Un pas dans la bonne direction, une action dans le sens de freiner la pratique de ”Alantran”, souligne Marc-Evens Lebrun, gagnant de la 7ème édition du concours de reportage Philippe Chaffanjon, dans son discours.

Le travail coréalisé avec Luckenson Jean et Websner Corneille lève le voile sur une des pratiques rares observées dans l’Artibonite consistant à obliger une jeune femme (contre son gré) à accepter une relation amoureuse avec un adulte pour de l’argent ou d’autres profits. En dépit des conventions et autres instruments juridiques interdisant la traite dont l’État haïtien est partie, la tendance s’impose et des familles haïtiennes, bousculées par la misère et d’autres formes de privatisation donnent carte blanche à leurs filles de pratiquer “Alantran”.

Des témoignages saisissants des jeunes femmes libérées de cette pratique ont donné le froid dans le dos.

En partant à la recherche des adolescentes ayant vécu ce fléau, le gagnant du prix révèle avoir touché la plaie du doigt et libérer la parole.

”Le jour où mon soi-disant concubin a été décédé, je me suis sentie libérée, car je ne l’aimais pas.
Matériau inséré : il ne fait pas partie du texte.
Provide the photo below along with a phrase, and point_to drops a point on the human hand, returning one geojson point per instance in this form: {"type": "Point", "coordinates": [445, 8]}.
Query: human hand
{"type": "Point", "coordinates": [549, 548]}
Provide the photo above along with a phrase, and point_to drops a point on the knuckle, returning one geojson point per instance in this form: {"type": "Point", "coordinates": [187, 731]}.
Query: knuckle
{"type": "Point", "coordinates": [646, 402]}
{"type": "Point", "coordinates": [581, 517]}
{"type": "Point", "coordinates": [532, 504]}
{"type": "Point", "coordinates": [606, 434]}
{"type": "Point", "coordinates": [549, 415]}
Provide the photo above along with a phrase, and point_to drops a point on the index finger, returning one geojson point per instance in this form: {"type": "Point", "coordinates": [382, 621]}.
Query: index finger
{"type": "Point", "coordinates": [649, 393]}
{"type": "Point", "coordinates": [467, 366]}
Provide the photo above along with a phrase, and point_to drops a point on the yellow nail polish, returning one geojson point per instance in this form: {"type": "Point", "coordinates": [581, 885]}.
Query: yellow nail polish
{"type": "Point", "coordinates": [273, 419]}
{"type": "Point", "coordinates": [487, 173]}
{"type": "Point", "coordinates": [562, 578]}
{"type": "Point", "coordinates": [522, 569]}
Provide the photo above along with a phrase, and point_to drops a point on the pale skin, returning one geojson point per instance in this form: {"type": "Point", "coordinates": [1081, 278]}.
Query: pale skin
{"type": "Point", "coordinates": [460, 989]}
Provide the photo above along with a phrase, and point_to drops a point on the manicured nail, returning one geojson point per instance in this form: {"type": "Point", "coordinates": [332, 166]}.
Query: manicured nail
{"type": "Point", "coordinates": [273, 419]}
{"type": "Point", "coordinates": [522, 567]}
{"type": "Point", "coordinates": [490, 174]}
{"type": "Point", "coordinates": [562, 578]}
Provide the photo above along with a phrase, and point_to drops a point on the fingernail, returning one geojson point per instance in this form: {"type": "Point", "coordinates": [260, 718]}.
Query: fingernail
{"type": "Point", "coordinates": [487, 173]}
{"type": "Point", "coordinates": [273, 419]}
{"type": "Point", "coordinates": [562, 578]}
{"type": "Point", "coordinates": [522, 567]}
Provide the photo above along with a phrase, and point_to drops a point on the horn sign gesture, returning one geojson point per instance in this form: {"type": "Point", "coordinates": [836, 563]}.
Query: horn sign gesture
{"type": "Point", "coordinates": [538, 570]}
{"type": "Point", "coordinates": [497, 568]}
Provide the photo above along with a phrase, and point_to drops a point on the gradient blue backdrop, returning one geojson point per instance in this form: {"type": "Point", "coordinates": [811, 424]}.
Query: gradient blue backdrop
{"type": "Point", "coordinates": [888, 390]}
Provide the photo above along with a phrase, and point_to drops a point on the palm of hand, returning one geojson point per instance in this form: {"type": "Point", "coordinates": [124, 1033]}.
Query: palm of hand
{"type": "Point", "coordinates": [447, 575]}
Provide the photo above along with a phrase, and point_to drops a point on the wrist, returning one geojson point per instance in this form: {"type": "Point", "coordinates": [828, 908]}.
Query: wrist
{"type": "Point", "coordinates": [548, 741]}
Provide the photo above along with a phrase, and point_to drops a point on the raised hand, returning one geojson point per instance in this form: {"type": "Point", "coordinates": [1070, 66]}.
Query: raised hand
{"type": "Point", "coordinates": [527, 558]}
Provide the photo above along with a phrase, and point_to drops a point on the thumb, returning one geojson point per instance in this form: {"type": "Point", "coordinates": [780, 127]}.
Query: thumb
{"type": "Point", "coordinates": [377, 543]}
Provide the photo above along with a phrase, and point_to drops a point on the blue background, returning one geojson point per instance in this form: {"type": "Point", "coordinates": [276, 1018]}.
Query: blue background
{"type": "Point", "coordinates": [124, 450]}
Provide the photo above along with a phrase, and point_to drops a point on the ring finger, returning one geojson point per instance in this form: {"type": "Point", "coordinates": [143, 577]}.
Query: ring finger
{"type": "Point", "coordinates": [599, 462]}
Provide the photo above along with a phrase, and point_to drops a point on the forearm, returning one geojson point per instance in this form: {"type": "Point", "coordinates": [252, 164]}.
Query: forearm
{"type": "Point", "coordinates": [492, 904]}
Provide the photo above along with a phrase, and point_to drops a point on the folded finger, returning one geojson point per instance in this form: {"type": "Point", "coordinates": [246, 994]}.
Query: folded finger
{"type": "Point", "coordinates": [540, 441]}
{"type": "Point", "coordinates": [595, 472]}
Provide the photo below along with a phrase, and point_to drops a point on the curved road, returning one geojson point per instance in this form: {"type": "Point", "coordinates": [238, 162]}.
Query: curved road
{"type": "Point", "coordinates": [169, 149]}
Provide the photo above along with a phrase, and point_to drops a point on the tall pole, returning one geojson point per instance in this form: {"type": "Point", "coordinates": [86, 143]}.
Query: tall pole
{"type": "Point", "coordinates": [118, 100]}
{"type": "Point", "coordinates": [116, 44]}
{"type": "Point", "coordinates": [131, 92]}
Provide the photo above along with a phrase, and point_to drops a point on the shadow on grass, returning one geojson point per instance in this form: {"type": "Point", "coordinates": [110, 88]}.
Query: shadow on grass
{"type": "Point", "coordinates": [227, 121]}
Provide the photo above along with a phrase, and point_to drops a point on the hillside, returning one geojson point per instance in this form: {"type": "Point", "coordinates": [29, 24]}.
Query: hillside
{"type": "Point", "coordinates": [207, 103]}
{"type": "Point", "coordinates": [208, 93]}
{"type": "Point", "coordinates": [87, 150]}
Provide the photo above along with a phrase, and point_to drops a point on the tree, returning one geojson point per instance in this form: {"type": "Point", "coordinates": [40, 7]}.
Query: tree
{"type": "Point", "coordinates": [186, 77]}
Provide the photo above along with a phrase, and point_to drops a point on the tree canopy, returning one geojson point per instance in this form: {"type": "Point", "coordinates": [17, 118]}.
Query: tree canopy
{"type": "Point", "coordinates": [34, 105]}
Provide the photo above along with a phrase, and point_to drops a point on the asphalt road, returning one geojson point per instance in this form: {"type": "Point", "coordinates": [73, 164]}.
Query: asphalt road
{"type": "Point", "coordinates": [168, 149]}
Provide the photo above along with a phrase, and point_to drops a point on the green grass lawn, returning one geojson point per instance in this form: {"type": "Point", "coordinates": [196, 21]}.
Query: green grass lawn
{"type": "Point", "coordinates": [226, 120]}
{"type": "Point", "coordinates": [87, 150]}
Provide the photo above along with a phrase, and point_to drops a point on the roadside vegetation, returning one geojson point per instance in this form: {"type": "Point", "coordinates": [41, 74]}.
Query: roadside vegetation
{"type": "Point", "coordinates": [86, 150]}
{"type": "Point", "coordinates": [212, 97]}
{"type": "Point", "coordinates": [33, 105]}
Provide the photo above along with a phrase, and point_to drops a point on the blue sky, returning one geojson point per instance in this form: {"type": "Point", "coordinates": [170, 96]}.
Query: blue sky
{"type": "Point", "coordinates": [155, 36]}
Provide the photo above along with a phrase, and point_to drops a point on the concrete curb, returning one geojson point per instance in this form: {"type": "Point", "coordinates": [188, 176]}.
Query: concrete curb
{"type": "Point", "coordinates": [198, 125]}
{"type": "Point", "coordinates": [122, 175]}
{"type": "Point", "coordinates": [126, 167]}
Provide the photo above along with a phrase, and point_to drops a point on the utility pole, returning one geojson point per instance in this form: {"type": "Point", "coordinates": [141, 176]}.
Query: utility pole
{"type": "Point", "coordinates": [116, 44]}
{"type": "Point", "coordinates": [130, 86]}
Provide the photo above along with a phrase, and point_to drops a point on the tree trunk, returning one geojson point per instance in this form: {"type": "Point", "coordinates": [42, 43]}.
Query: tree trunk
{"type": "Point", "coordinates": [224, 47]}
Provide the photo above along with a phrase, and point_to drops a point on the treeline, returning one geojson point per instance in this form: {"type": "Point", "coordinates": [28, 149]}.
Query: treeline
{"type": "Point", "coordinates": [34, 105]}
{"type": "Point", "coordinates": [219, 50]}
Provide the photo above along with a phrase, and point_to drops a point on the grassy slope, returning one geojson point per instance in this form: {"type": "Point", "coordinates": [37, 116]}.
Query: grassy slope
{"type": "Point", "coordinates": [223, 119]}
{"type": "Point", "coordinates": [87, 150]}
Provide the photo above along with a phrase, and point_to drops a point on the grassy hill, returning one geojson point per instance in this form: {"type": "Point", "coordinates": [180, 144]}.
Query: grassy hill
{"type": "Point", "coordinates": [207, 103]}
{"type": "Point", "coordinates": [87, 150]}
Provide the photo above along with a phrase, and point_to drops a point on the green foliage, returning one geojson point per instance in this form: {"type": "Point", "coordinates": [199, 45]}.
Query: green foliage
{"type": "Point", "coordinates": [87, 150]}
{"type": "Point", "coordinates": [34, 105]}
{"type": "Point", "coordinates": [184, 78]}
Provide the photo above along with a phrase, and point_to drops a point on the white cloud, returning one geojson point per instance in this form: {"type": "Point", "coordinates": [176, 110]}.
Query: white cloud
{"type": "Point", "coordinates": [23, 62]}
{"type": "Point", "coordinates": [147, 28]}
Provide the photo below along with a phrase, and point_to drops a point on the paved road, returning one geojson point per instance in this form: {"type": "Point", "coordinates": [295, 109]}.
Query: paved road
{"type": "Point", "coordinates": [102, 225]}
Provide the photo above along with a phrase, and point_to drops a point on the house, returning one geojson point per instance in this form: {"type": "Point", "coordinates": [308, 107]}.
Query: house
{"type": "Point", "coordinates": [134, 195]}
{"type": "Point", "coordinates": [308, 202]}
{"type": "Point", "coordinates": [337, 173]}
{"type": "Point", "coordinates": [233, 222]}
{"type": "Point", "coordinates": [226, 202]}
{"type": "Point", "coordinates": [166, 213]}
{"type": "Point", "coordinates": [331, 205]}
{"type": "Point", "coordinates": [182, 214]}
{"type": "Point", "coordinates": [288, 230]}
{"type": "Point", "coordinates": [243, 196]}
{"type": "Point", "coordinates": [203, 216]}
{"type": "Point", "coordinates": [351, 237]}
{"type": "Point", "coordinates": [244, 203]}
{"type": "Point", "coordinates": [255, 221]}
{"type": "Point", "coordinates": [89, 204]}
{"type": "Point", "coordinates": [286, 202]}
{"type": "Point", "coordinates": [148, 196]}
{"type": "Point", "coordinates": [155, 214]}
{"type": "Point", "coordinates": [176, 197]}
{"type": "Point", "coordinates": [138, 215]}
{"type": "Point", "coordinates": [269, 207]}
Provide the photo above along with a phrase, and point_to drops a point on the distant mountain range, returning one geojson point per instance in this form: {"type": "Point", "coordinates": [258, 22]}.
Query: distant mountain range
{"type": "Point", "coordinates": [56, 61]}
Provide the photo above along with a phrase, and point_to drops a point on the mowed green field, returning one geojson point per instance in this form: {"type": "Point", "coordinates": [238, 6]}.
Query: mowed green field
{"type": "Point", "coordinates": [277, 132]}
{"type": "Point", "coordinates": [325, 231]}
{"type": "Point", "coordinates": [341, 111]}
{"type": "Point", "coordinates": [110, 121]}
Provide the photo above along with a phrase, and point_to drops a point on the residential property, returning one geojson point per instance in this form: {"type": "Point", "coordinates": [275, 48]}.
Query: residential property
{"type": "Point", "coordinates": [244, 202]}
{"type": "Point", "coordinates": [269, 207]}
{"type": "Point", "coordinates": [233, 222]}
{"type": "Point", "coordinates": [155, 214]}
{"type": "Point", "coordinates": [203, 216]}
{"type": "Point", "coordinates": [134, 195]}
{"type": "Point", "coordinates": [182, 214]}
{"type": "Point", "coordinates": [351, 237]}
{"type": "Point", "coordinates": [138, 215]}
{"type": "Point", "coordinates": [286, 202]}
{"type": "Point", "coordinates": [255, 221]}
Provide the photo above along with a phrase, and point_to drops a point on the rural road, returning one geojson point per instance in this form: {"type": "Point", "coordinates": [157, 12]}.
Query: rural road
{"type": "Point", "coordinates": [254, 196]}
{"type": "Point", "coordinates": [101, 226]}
J’ai été contrainte de vivre sous son toit, par le seul fait qu’il avait versé de l’argent à mes parents”, a martelé Jislène Pierre, une jeune femme.

Au bout de 7 mois de recherches et de collectes d’informations, Marc-Evens Lebrun et ses pairs ont osé parier sur ce sujet sensible qui titille la réalité d’une localité (Démaré, 6è section communale des Verrettes) défiant principes et normes établis dans le cadre de l’union libre.

Le sujet est original et interpelle les décideurs à agir à la limite de leurs prérogatives. Contraindre une jeune fille ou une mineure à se mettre en union avec un homme sans son aval en échange d’intérêts porte la marque d’une marginalisation sociale, estime le lauréat. Ce reportage allume également les projecteurs sur une autre forme du phénomène de la traite de personnes qui ne dit pas son nom.

En agitant la pratique ”Alantran”, l’équipe conduite par Marc-Evens Lebrun entendait attirer l’attention des autorités étatiques sur le problème et sortir des sentiers battus des informations prisonières de l’actualité politique.

Il promet de s’engager aux côtés de ces femmes ou de ces mineures considérées comme des ”marchandises” d’avenir ou des sujets à miser. Le lancement pour bientôt d’une application mobile participe dans cette volonté de contribuer à lutter contre la traite des personnes révélée sous la forme de ”Alantran”, a-t-il soutenu.